Long before big data became cool in technology conversations, a baseball team manager and a Harvard Economics graduate applied Big Data analytics to baseball to create sporting history. The concept was made popular by the movie, Moneyball, which recounts the compelling tale of the resurgence of the cash-strapped Oakland A’s which had just lost its star players to free agency. Billy Beane, the then General Manager for the A’s, and Paul DePodesta, the Assistant General Manager, began analyzing baseball statistics to value and purchase players, which led to the team winning 20 consecutive games between August and September 2002.
The Moneyball theory witnessed rapid adoption across the professional sporting community and laid the foundation of data-driven decision-making. In the world of business, the Moneyball theory has gone on to influence how organizations go about gathering business intelligence. Data-driven decision-making is now commonplace across key business functions including marketing, information technology, finance, and supply chain. Ironically as the one business function that has historically been the custodian of most organizational data, HR has been slow to adopt data-driven, objective decision-making.

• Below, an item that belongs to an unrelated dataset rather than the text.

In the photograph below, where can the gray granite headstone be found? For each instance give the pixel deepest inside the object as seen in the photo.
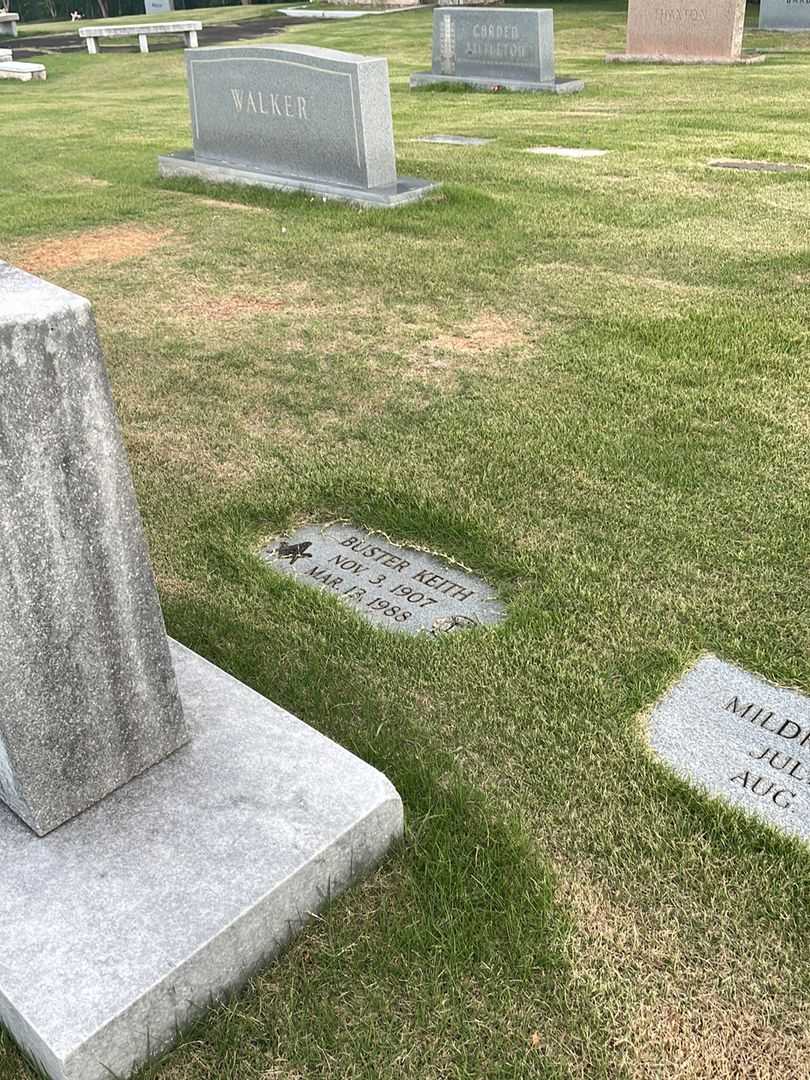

However, over the past few years, factors such as digital disruption, increased competition for talent, and changing workforce models have compelled HR leaders to embrace evidence-based decisions that can be linked to key business objectives. As HR’s role evolves to become a strategic business partner to the organization, the value of data and analytics cannot be understated.
The Rise of Predictive Analytics in HR
While data analysis in HR is not exactly a new concept, too often, HR focuses on what has already happened, and in doing so, loses out visibility into what will happen next. Specific insights on what to expect in the future is a tremendous competitive advantage for organizations, and HR can leverage this technology to transform the business impact of the function drastically. Before we go any further, let’s look at what predictive analytics means within the HR context and explore some of its important use cases.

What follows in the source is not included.